Na terra dos verdes canaviais, como é conhecida Barbalha, no Cariri cearense, a 500 quilômetros de Fortaleza, a abertura dos festejos juninos no Nordeste é marcada pela quase secular Festa do Pau da Bandeira de Santo Antônio — quando milhares de pessoas ajudam a segurar o véu da noiva mais colorida da cultura brasileira.
Rainha da "Noite das Solteironas", festividade realizada no dia 1º e que antecede a travessia do pau da bandeira, a advogada Socorro Luna abre as portas da casa número 182 da rua do Vidéo, parada obrigatória para pessoas solteiras que buscam simpatias para casar.
Da janela, uma das principais anfitriãs da celebração distribui o chá feito da casca do pau e outros itens para quem deseja deixar a solteirice e subir ao altar: a pinga "xô caritó", o pó cata-marido e até fitas que suplicam "Santo Antônio, tende piedade de nós, as solteironas".
O POVO - Dona Socorro, no Cariri como um todo é muito forte a figura do padre Cícero, que move multidões, mas existem outras figuras religiosas como Santo Antônio que também movimentam a região inteira. O que esse santo representa na sua vida hoje e o que a festa em torno dele significa para a cultura local, principalmente no contexto das festas juninas?
Socorro Luna - Nossa região é muito rica em religiosidade, o padre Cícero é uma figura ímpar, é o nosso santo. Mas outras figuras religiosas como a de Santo Antônio também movimentam a nossa cultura, além da grande romaria do padre Zezinho. Esse santo representa tudo na nossa região, representa a nossa fé, a nossa cultura, garra e tradição. E tem mais, nós somos especialistas em juntar o sagrado e o profano. O nome pau da bandeira nasceu disso, porque antes se chamava mastro da bandeira.

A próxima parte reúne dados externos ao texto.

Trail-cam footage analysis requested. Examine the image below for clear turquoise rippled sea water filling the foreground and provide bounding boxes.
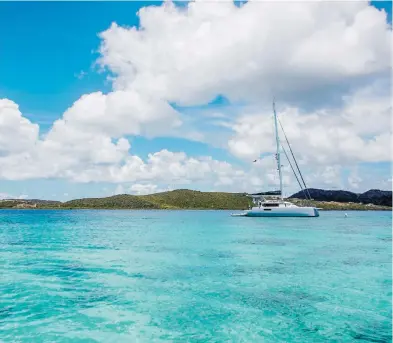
[0,210,392,343]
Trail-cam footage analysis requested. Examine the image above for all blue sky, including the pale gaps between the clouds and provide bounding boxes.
[0,1,392,198]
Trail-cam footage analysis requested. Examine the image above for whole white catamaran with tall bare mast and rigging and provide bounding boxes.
[232,102,319,217]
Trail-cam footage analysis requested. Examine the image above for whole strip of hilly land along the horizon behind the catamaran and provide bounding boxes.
[0,189,392,211]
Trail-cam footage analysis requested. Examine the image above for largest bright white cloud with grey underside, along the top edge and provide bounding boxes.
[100,1,392,104]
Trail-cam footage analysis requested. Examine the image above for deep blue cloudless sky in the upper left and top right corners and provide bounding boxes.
[0,1,386,124]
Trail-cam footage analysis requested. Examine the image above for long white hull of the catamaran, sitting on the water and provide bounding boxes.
[243,207,319,217]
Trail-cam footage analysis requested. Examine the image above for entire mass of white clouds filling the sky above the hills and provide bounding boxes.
[0,1,392,199]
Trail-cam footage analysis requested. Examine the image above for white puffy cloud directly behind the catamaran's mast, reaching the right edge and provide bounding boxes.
[228,82,392,165]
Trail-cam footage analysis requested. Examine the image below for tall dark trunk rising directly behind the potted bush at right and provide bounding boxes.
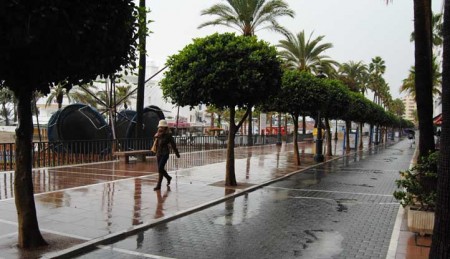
[414,0,435,157]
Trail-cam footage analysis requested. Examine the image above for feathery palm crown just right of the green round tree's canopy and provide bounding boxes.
[278,31,339,77]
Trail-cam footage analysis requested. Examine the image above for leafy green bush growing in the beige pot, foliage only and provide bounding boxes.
[394,152,439,211]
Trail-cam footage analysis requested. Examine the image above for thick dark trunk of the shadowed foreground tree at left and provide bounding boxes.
[14,91,47,248]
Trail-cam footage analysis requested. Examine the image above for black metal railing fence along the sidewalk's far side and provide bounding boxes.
[0,135,306,171]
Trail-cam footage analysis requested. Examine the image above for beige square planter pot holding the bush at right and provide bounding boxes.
[408,206,434,236]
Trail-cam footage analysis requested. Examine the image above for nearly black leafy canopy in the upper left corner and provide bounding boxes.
[0,0,136,94]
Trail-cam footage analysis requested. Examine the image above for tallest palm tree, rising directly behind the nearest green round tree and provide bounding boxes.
[198,0,295,145]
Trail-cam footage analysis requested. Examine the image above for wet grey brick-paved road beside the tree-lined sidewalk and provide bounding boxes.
[70,141,414,258]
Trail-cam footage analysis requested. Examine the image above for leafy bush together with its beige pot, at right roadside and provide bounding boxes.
[394,152,439,235]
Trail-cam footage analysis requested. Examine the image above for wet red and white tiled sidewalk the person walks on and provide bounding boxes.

Aliás, eu não casei porque ele (Santo Antônio) não deixou, mas sou a solteirona mais feliz do mundo por isso. Quanto chega a hora de subir no pau, quando os carregadores param aqui em frente e me carregam até lá, ah, eu me emociono toda vez. É a única pessoa que eles fazem isso, um corredor pra isolar e eu poder me ajoelhar e rezar aos pés do pau. É o nosso momento. Santo Antônio é só bênção na minha vida. É muita emoção (vai às lágrimas).

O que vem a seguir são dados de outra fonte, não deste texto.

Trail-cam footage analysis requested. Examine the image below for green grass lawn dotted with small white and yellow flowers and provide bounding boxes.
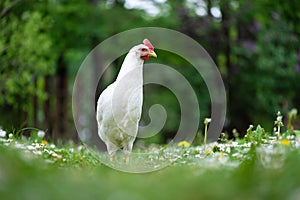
[0,122,300,200]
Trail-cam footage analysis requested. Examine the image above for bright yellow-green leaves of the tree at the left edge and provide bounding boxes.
[0,5,55,112]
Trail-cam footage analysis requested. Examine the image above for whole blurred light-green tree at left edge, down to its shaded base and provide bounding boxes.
[0,1,55,128]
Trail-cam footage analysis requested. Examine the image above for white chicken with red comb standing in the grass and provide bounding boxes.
[97,39,157,163]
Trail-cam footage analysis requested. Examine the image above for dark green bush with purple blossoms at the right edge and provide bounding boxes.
[230,1,300,128]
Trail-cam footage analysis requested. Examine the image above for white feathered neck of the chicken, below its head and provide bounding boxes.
[116,52,144,81]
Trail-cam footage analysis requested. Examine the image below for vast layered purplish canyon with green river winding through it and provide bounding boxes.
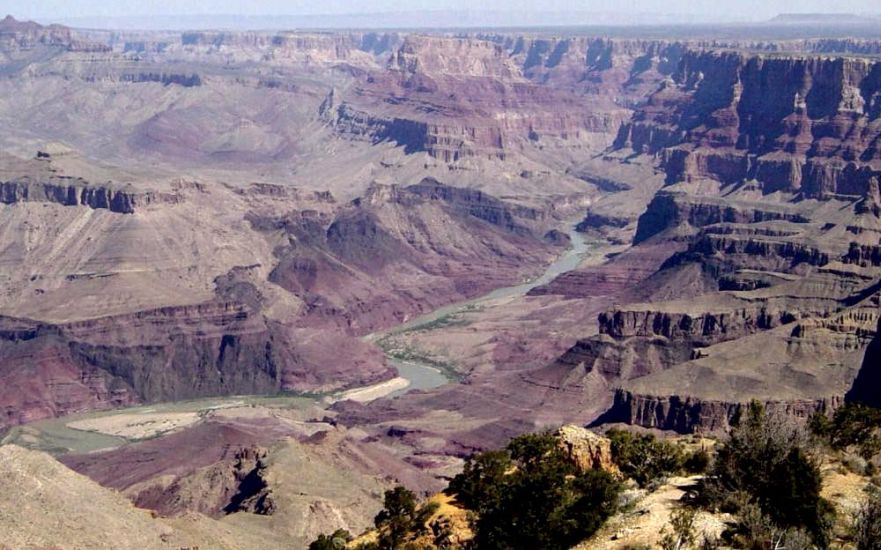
[0,10,881,547]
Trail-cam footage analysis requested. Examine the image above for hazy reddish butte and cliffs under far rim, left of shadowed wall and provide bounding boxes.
[325,35,684,162]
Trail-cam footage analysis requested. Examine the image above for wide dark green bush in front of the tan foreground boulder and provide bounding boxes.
[450,434,621,550]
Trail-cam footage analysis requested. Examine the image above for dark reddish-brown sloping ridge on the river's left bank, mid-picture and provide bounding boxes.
[260,179,560,335]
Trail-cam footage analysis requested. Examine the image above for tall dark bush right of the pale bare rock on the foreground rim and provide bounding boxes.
[701,403,834,548]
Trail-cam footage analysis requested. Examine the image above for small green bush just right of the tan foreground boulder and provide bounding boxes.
[606,430,685,487]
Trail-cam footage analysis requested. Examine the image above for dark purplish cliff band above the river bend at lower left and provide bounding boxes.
[0,294,393,427]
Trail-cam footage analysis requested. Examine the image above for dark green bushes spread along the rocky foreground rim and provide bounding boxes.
[310,403,881,550]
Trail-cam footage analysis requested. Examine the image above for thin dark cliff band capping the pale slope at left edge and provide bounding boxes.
[0,177,182,214]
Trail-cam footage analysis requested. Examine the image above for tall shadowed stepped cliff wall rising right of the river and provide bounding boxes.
[540,43,881,432]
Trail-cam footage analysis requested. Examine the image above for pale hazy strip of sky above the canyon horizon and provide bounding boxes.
[0,0,881,20]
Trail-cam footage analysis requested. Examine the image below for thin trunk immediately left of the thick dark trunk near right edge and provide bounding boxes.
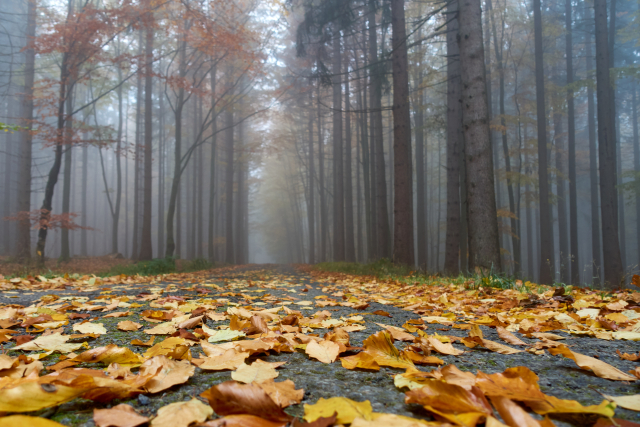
[586,31,602,285]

OP - Aos 70 anos, a senhora é um dos principais símbolos dessa festa. Os tempos mudaram desde que a Noite das Solteironas teve início, e muitas mulheres hoje em dia não veem o casamento como uma prioridade. O que lhe motiva a continuar organizando esse evento e o que senhora diria para aquelas que se sentem pressionadas a casar devido às expectativas sociais?
Socorro - Nunca se sintam pressionadas para o casamento. Expectativa social? Meu amor, você é muito mais importante do que qualquer expectativa social. Realmente, hoje muita gente não se sente motivado com casamento, para muitas mulheres é como se o casamento tivesse saído de moda. Mas há muitas pessoas que ainda querem encontrar a sua alma gêmea, ainda querem muito ter alguém para amar do seu lado.
Eu mesma não quero mais homem, assim como muitas mulheres. Mas existe ainda muita gente que deseja o casamento, homem e mulher, e para ajudar eu faço a minha parte. Mas não basta apenas isso, é preciso ter fé, fazer orações e confiar em Santo Antônio.
Mas eu repito: você, mulher, nunca se case ou se sinta pressionada a casar porque a sociedade exige matrimônio. Se case pela sua vontade própria, porque você é muito mais importante do que as expectativas sociais. Siga em frente, Santo Antônio é forte, pede as bênçãos que elas vêm.
OP - O que a senhora espera que as futuras gerações de mulheres em Barbalha aprendam com a sua história, com a Noite das Solteironas e com a Festa do Pau da Bandeira?
Socorro - A minha história é uma história simples, de uma moça do interior, portanto não sei se sou um exemplo para alguém. Minha vida é uma eterna folia, como costumo dizer. Mas eu espero que nunca deixem morrer essa tradição e essa religiosidade. Afinal de contas, nós somos nordestinos, um povo que, antes de tudo, é um povo forte.
No meio do sertão, aqui a cultura é fértil e brota como a nascente de um rio, deixando tudo verde. Você está sobre um lugar onde um mar já existiu! Precisamos juntar as nossas crenças, fazer elas crescerem e mostrar isso para o mundo inteiro. Essa cultura e essa fé dependem de nós para se manter.